Binary Format Details

This crate encodes/decodes the same schema as canonical LevelDB:

  • Tags are varint32-encoded integers.
  • Levels are varint32-encoded unsigned integers, cast to i32 in-memory.
  • File numbers and sizes use varint64.
  • Internal keys are serialized as a length-prefixed slice (len as varint32, followed by bytes) and then decoded via InternalKey::decode_from.
  • Comparator name is also a length-prefixed slice of UTF-8 bytes.

The serialization order is purely determined by the order of fields in the VersionEdit and the order of compact_pointers and new_files vectors, except for deleted_files, which are explicitly sorted, providing deterministic binary output.

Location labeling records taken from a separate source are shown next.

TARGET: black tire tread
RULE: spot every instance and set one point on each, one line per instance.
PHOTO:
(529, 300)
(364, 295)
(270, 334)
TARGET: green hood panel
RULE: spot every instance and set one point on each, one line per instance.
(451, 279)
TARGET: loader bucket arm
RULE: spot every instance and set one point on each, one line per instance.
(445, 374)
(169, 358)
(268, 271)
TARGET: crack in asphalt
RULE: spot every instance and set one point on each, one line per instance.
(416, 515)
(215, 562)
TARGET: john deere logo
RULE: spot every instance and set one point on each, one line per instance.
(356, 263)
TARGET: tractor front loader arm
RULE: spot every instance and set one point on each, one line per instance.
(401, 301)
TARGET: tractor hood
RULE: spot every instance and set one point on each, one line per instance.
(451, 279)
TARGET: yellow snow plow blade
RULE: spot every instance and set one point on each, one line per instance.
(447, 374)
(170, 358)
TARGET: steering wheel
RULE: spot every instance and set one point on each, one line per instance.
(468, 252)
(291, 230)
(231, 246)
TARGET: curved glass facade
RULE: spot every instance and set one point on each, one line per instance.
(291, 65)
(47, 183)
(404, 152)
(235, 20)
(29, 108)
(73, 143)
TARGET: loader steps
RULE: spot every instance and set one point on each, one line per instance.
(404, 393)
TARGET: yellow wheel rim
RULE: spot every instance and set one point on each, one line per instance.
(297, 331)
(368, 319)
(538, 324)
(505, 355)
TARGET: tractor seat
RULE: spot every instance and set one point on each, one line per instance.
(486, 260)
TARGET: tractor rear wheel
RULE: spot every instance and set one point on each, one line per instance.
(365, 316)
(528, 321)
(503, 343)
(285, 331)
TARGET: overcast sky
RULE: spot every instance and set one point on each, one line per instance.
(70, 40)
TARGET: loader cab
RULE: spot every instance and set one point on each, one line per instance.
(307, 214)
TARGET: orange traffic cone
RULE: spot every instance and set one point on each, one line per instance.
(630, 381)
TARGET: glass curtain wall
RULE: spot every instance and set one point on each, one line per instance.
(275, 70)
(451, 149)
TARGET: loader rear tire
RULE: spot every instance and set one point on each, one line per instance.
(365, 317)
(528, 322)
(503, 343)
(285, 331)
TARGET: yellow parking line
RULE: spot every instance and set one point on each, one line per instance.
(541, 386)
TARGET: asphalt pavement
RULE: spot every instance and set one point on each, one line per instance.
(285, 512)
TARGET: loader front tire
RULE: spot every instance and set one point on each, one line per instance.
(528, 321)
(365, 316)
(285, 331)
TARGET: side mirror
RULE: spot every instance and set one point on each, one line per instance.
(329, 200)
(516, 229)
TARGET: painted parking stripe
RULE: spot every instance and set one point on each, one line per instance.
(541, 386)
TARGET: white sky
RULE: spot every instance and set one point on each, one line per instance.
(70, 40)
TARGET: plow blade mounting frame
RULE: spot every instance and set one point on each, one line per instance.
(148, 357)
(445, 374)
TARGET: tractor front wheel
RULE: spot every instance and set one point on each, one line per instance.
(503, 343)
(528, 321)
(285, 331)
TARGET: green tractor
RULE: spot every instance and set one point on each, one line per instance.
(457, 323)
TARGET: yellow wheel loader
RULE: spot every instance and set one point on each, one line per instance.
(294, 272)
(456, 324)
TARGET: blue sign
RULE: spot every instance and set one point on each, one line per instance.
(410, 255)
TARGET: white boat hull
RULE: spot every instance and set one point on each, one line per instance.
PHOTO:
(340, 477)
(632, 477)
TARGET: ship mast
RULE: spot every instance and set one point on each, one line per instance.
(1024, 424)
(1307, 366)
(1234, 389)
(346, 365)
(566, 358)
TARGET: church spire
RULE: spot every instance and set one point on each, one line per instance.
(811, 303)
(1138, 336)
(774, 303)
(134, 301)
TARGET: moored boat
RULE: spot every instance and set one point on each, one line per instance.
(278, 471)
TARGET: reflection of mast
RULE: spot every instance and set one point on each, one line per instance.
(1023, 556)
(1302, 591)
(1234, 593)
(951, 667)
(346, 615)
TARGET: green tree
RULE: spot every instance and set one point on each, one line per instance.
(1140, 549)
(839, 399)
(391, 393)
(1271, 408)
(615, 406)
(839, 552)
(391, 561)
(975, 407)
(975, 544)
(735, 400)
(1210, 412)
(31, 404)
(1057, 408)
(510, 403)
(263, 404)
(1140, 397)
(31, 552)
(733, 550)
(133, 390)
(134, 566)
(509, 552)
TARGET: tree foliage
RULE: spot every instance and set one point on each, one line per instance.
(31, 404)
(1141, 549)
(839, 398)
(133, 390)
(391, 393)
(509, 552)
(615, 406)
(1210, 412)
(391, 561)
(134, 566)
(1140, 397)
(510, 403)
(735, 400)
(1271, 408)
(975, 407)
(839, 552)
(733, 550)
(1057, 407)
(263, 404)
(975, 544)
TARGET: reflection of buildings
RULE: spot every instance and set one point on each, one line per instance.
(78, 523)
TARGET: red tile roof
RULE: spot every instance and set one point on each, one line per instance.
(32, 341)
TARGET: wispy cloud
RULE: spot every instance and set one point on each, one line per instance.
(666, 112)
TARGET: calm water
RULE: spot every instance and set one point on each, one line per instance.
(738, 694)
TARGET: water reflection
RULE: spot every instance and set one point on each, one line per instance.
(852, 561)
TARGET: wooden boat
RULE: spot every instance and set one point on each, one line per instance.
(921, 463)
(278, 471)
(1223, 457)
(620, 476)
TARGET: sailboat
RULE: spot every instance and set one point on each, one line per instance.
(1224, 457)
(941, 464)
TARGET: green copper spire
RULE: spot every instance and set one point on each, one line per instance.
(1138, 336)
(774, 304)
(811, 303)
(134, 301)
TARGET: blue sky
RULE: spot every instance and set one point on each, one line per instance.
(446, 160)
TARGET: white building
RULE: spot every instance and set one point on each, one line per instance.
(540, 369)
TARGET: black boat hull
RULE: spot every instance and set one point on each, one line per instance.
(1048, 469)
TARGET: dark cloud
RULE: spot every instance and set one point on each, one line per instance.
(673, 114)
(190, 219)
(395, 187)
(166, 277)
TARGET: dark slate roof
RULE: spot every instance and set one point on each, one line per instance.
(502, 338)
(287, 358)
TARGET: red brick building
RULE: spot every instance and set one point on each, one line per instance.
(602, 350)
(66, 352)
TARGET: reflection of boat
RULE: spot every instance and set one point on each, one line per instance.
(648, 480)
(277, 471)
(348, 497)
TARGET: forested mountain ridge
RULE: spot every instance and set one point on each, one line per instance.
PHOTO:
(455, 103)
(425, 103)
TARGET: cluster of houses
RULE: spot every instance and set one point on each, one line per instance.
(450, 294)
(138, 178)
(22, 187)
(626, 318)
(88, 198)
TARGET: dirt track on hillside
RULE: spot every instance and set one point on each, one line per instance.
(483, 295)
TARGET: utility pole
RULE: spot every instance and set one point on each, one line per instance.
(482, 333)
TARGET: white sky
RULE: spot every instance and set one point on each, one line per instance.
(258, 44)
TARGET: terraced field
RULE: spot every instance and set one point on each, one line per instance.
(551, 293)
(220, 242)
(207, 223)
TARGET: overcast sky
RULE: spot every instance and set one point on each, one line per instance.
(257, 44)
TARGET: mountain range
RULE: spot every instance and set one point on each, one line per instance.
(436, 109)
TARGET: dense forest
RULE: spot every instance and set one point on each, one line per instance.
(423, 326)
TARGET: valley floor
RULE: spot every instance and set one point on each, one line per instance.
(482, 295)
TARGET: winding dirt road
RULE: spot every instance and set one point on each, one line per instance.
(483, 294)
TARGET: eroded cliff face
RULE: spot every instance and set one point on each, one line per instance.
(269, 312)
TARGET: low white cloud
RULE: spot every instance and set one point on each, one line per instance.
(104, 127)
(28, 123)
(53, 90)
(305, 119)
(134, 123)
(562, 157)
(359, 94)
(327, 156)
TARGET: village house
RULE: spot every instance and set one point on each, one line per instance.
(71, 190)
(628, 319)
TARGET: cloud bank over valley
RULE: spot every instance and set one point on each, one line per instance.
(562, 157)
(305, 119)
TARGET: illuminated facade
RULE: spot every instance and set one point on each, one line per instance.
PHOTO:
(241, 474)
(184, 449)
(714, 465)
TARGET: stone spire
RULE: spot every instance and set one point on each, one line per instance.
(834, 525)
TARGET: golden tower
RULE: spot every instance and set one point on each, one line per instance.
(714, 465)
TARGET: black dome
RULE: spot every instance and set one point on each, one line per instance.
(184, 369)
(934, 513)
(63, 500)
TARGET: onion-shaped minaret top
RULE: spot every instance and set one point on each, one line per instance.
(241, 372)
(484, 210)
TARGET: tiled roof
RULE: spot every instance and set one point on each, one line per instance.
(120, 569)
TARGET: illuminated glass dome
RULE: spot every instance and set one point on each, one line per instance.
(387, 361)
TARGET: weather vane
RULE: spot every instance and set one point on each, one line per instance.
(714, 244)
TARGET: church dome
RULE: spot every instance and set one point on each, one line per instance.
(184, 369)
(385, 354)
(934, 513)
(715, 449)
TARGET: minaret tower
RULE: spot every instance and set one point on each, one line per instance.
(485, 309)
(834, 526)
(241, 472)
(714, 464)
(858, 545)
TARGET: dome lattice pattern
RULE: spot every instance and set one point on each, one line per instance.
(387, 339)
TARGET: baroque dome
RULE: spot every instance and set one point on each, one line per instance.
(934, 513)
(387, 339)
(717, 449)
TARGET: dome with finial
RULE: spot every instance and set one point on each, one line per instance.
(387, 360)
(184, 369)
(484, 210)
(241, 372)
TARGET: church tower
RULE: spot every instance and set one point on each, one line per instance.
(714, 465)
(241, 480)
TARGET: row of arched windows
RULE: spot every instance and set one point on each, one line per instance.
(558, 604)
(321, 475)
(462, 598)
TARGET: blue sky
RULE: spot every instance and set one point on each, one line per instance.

This determinism is critical when one wants to ensure that two logically identical VersionEdits result in the same manifest bytes, which facilitates:

  • Reproducible tests
  • Content-addressable storage and hashing
  • Stable replication and snapshot mechanics across nodes

Relationship to LevelDB and Bitcoin

In LevelDB (and by inheritance, Bitcoin Core's database layout), VersionEdit is the backbone for describing structural mutations in the set of SSTables. Bitcoin stores UTXO and block index information in LevelDB-style databases; exact adherence to manifest semantics is mandatory if you need to:

  • Read or write existing Bitcoin Core databases
  • Implement alternative nodes that share storage layouts
  • Perform analysis or replay of historical LevelDB states from archived manifests

This crate intentionally mirrors the C++ LevelDB logic, with additional Rust idioms (e.g., Default, strong typing around Status, and improved logging).


Safety & Concurrency Considerations

  • The core APIs are &mut self and therefore not thread-safe by themselves; wrap in synchronization primitives (Mutex, etc.) if accessed concurrently.
  • encode_to uses a raw pointer. Incorrect usage can lead to undefined behavior. If you design higher-level APIs on top of this crate, you are encouraged to encapsulate this unsafety in a small, well-tested layer that exposes only safe abstractions.
  • decode_from trusts the Slice size; it validates structure but not cryptographic authenticity. For untrusted input, pair it with higher-level validation or checksums.

When to Use This Crate

Use this crate if you need:

  • Precise, LevelDB-compatible manifest handling in Rust
  • To interoperate with Bitcoin or other LevelDB-based systems at the storage format level
  • Deterministic, testable VersionEdit encoding/decoding

This crate is probably too low-level if you only need a high-level key-value database abstraction; in that case, integrate through whatever higher-layer VersionSet or storage API bitcoin-rs exposes.


License

This crate is distributed under the MIT license, consistent with the bitcoin-rs repository.


Provenance

This crate is part of the bitcoin-rs repository and focuses exclusively on the VersionEdit component of a LevelDB-compatible storage engine.